A pesar de este dato, también sus conocidos han señalado el peso que tuvo sobre la vida de Alejandra su condición de judía (sus padres eran inmigrantes ucranianos) en tiempos de la Segunda Guerra en Europa y de su condición de lesbiana, situación que no le resultó fácil manejar ante su familia. En los años cercanos a los '70, sufrió crisis depresivas frecuentes con repetidas internaciones y una creciente adicción a los barbitúricos. Una sobredosis de pastillas acabó con su vida. En la casa, sobre el pizarrón en el que escribía, su familia encontró la frase: “No quiero ir/nada más/que hasta el fondo”.
Su virtual romanticismo y el aura de poeta maldita abonada por su muerte temprana, marcaron las lecturas de sus textos de allí en más, en una época en que la poesía dominante empezaba a transcurrir por terrenos más realistas, incluso cercanos a la política.
Quienes quieran leer su obra hoy pueden consultar los cuatro tomos editados por el sello Lumen: “Nueva correspondencia Pizarnik (1955-1972)”, “Diarios”, “Poesía completa” y “Prosa completa”. Y también la biografía de Cristina Piña y Patricia Venti, “Biografía de un mito”, editada por el mismo sello.
La muestra en la Biblioteca Nacional
En homenaje a los 50 años de su muerte, la Biblioteca Nacional Mariano Moreno (BNMM) inauguró una muestra con el nombre “Alejandra Pizarnik. Entre la imagen y la palabra”. La exhibición reúne objetos personales, como su máquina de escribir; manuscritos, volúmenes de su biblioteca personal, dibujos, objetos y cuadernos.

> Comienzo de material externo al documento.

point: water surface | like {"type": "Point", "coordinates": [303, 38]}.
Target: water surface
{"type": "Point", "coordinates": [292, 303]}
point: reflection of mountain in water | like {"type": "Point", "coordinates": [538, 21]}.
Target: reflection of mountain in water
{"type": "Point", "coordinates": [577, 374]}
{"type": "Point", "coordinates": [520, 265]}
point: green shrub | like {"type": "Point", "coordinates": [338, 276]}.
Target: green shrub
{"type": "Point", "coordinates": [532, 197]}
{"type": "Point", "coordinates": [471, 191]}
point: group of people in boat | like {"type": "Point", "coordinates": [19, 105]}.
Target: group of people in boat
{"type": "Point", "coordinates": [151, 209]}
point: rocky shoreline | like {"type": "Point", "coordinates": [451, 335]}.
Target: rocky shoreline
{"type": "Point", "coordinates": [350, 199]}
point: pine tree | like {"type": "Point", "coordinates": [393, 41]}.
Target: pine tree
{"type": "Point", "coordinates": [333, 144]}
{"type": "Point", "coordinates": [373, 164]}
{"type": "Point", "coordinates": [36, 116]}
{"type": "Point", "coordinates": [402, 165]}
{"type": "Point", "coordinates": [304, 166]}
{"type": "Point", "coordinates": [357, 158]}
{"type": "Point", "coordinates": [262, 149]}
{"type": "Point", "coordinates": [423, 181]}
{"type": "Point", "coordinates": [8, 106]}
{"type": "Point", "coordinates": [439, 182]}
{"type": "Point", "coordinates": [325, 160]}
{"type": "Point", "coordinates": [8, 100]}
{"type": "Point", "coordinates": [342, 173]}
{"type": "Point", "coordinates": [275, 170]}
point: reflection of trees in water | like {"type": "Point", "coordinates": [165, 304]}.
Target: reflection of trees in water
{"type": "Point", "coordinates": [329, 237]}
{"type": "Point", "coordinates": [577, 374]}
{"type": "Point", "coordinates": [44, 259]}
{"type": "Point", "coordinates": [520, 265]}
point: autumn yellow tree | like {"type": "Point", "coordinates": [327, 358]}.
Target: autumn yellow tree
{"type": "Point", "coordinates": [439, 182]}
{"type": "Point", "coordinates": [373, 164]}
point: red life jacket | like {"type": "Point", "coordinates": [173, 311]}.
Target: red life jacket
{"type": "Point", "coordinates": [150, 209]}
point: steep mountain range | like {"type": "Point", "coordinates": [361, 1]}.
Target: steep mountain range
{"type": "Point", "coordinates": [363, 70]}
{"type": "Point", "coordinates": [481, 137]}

Como bien señala la curadora de la muestra, Evelyn Galiazo, en el excelente catálogo editado por la Biblioteca, hablar de “obras completas”, en el caso de Pizarnik, es muy complicado, porque sus manuscritos y dibujos han sufrido una verdadera “diáspora”. Algunos están en la Universidad de Princeton, otros en la Biblioteca Nacional de Uruguay y otros en Francia. En la Argentina, por impulso del ex director de la BNMM, Horacio González, en 2007 se adquirieron 650 volúmenes de la biblioteca de la escritora, que hoy forman parte del Fondo Alejandra Pizarnik. Otros 122 textos y manuscritos se agregaron a ese Fondo como donación de Myriam Pizarnik. En la muestra pueden verse también una colección de retratos y una exhibición de imágenes de artistas que tuvieron gran influencia en su obra.

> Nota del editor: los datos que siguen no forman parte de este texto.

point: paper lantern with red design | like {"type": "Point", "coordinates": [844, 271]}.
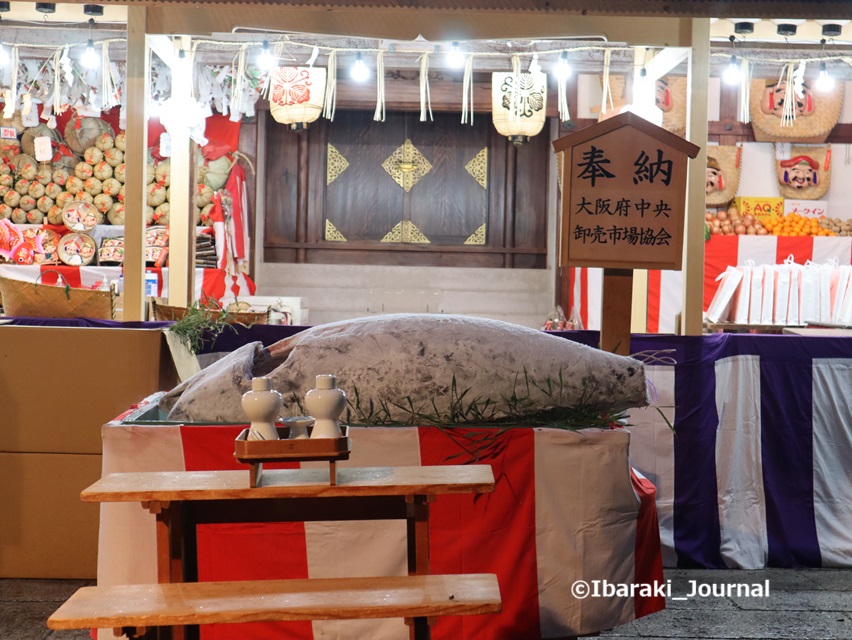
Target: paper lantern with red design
{"type": "Point", "coordinates": [518, 104]}
{"type": "Point", "coordinates": [297, 95]}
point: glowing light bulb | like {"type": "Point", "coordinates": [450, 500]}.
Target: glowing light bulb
{"type": "Point", "coordinates": [359, 71]}
{"type": "Point", "coordinates": [90, 58]}
{"type": "Point", "coordinates": [824, 82]}
{"type": "Point", "coordinates": [562, 69]}
{"type": "Point", "coordinates": [455, 56]}
{"type": "Point", "coordinates": [266, 59]}
{"type": "Point", "coordinates": [732, 72]}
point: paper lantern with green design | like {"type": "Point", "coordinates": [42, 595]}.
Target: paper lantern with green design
{"type": "Point", "coordinates": [518, 103]}
{"type": "Point", "coordinates": [297, 95]}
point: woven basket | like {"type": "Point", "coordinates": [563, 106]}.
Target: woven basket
{"type": "Point", "coordinates": [166, 312]}
{"type": "Point", "coordinates": [32, 299]}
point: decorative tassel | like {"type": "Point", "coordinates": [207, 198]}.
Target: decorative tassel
{"type": "Point", "coordinates": [330, 87]}
{"type": "Point", "coordinates": [562, 98]}
{"type": "Point", "coordinates": [467, 91]}
{"type": "Point", "coordinates": [606, 95]}
{"type": "Point", "coordinates": [57, 81]}
{"type": "Point", "coordinates": [745, 91]}
{"type": "Point", "coordinates": [379, 115]}
{"type": "Point", "coordinates": [425, 98]}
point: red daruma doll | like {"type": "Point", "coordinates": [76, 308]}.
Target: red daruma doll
{"type": "Point", "coordinates": [800, 172]}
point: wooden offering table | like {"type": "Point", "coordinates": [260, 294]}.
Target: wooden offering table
{"type": "Point", "coordinates": [183, 500]}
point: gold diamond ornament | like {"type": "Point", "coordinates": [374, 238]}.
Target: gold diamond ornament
{"type": "Point", "coordinates": [407, 166]}
{"type": "Point", "coordinates": [478, 168]}
{"type": "Point", "coordinates": [335, 165]}
{"type": "Point", "coordinates": [332, 234]}
{"type": "Point", "coordinates": [477, 237]}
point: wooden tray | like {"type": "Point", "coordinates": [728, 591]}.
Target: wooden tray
{"type": "Point", "coordinates": [256, 452]}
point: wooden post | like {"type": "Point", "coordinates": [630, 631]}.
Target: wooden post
{"type": "Point", "coordinates": [693, 275]}
{"type": "Point", "coordinates": [182, 225]}
{"type": "Point", "coordinates": [136, 150]}
{"type": "Point", "coordinates": [615, 315]}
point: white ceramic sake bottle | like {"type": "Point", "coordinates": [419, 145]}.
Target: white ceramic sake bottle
{"type": "Point", "coordinates": [325, 403]}
{"type": "Point", "coordinates": [262, 405]}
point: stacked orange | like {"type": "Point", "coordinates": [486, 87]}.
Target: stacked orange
{"type": "Point", "coordinates": [793, 225]}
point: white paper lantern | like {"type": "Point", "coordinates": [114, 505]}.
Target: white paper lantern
{"type": "Point", "coordinates": [518, 104]}
{"type": "Point", "coordinates": [296, 95]}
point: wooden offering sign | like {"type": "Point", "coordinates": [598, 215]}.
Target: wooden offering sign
{"type": "Point", "coordinates": [624, 195]}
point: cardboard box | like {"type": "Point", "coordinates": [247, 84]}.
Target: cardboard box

"Leer, subrayar, copiar, reescribir son los pasos del método que encontró para habitar la sinuosa frontera entre lectura y escritura, su manera de lidiar con la angustia de las influencias y con el miedo paralizante a la página en blanco", explica la curadora.
“Alejandra alejandra/ debajo estoy yo/ alejandra”, resume sobre sí la poeta.